1秒率(FEV1/FVC)の見方|まず押さえる結論
1秒率(FEV1/FVC)は、努力性肺活量のうち最初の1秒間で吐き出せた割合を示し、気流閉塞を疑うための基本指標です。一般には70%未満が目安として使われますが、年齢を反映した基準下限値、検査の質、FVC、FEV1、症状を合わせて解釈します。この記事では、呼吸機能検査を確認するリハ職に向けて、計算方法、基準の注意点、%1秒量との違い、誤読を防ぐ読み順を整理します。
スパイロメトリー全体の判読順から確認したい場合は、先にスパイロメトリーの評価方法と解釈を読むと、本記事の位置づけをつかみやすくなります。
1秒率は、肺の大きさそのものではなく、最大吸気後に空気を速く吐き出せるかをみる指標です。

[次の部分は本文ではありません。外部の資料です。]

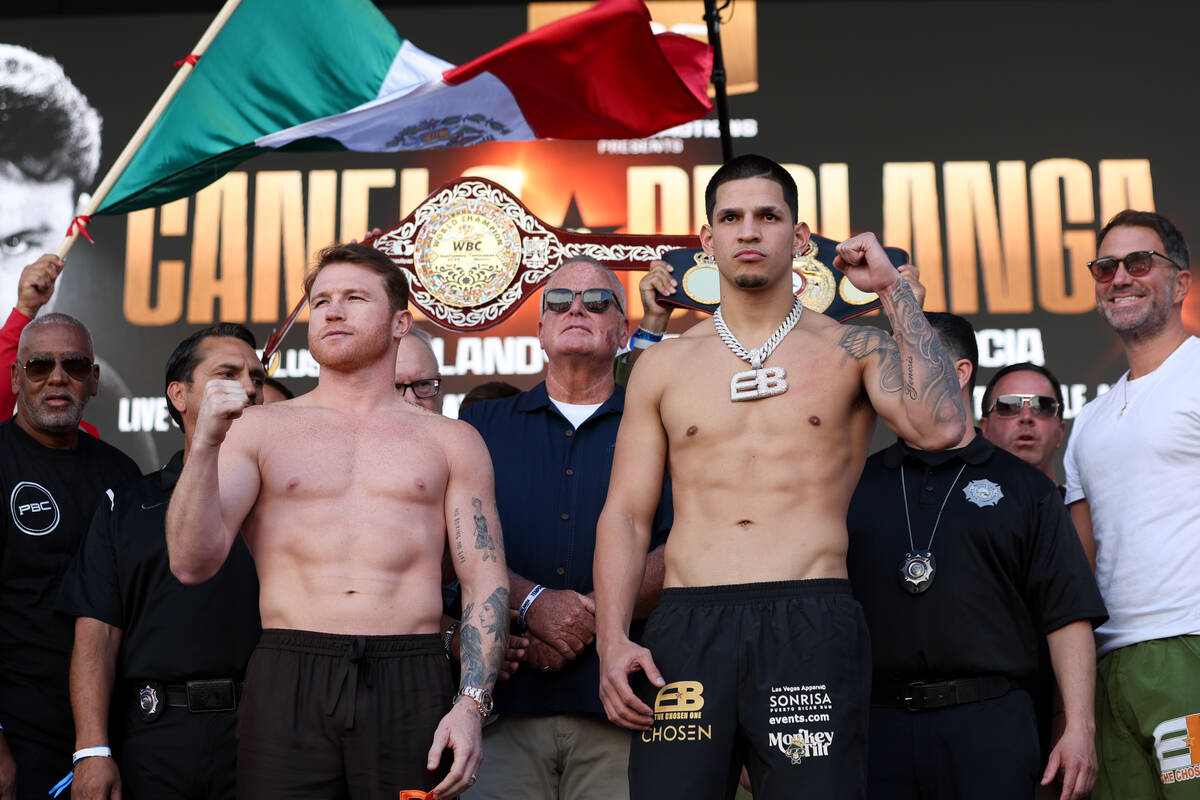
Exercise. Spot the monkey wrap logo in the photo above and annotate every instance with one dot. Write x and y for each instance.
(34, 509)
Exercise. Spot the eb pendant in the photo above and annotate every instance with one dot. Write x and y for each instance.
(917, 571)
(756, 384)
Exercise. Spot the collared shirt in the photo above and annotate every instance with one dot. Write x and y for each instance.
(169, 632)
(1009, 566)
(49, 495)
(551, 483)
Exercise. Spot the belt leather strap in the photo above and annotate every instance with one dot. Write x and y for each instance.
(923, 696)
(199, 696)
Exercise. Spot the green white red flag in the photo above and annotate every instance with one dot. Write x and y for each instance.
(334, 74)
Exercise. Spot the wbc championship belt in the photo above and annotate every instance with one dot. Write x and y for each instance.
(473, 253)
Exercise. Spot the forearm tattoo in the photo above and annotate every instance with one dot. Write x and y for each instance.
(864, 341)
(481, 637)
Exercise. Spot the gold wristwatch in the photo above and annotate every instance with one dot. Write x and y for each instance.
(483, 699)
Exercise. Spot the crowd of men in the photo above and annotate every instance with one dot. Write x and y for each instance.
(705, 573)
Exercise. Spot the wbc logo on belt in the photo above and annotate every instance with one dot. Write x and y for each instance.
(34, 510)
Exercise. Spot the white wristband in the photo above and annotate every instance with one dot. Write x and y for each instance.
(88, 752)
(528, 601)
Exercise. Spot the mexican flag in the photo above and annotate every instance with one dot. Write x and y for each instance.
(334, 74)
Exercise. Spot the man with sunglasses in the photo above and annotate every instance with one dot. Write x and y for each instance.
(1023, 414)
(173, 683)
(1133, 477)
(52, 479)
(417, 371)
(552, 451)
(966, 564)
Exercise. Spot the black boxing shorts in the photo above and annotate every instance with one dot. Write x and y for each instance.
(773, 677)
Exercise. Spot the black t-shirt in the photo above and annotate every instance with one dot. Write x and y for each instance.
(169, 632)
(1009, 566)
(49, 494)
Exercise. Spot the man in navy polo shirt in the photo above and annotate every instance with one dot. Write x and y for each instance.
(552, 450)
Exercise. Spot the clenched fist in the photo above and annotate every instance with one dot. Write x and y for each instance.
(864, 262)
(36, 284)
(223, 402)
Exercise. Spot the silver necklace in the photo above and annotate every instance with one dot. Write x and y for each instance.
(919, 566)
(759, 382)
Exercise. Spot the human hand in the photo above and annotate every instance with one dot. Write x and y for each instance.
(459, 731)
(1073, 759)
(541, 656)
(36, 284)
(911, 274)
(222, 403)
(563, 619)
(96, 779)
(7, 773)
(863, 260)
(655, 282)
(617, 663)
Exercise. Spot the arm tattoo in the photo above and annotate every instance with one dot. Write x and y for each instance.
(483, 539)
(480, 656)
(864, 341)
(929, 377)
(457, 537)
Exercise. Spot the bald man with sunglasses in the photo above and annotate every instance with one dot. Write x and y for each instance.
(1023, 414)
(552, 450)
(52, 479)
(1133, 477)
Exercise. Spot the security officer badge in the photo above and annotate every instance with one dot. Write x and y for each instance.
(983, 492)
(151, 699)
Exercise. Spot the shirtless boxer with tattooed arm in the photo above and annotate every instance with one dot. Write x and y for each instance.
(760, 653)
(345, 497)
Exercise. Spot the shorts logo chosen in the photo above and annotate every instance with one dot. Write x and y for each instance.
(801, 721)
(677, 714)
(1177, 744)
(34, 510)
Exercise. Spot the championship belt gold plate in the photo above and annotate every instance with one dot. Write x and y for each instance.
(473, 253)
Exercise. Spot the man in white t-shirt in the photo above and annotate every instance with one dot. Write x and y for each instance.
(1133, 482)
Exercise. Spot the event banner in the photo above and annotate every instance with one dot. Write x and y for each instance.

低値であれば気流閉塞を疑いますが、1秒率だけでCOPD、喘息、混合性換気障害などを確定することはできません。
FEV1・FVC・1秒率の違い
1秒率を理解するには、分子となるFEV1と分母となるFVCを区別することが重要です。

| 指標 | 日本語 | 何を示すか |
|---|---|---|
| FEV1 | 1秒量 | 努力呼出開始後、最初の1秒間に吐き出した空気量 |
| FVC | 努力性肺活量 | 最大吸気後に、できるだけ速く強く最後まで吐き出した空気量 |
| FEV1/FVC | 1秒率 | FVCのうち最初の1秒間に吐き出せた割合 |
計算式は次のとおりです。
1秒率(%)= FEV1 ÷ FVC × 100
例えば、FVCが3.0L、FEV1が2.4Lの場合、1秒率は80%です。
2.4 ÷ 3.0 × 100 = 80%
同じFVC 3.0LでもFEV1が1.8Lなら、1秒率は60%です。この場合は、最終的に吐けた量に対して最初の1秒間の呼出量が少なく、気流閉塞を疑う結果になります。
1秒率は70%未満だけで判断しない
1秒率は70%未満を気流閉塞の目安として扱うことがありますが、固定比だけで正常・異常を断定しないことが大切です。
| 判定方法 | 考え方 | 注意点 |
|---|---|---|
| 固定比 | FEV1/FVCが0.70未満かを確認する | 簡便だが、年齢による生理的変化を十分に反映しない |
| 基準下限値 | 年齢、性別、身長などを反映したLLNやzスコアと比較する | 使用した基準式と検査報告書の表記を確認する |
| COPDの確認 | 気管支拡張薬後FEV1/FVCが0.70未満かを確認する | 症状や有害物質への曝露歴など、臨床背景も必要 |
FEV1/FVCは年齢とともに低下する傾向があります。そのため、高齢者に固定比0.70だけを当てはめると、基準下限値内であっても異常と判定する可能性があります。反対に、若年者では固定比が0.70以上でも、年齢相応の基準下限値を下回る場合があります。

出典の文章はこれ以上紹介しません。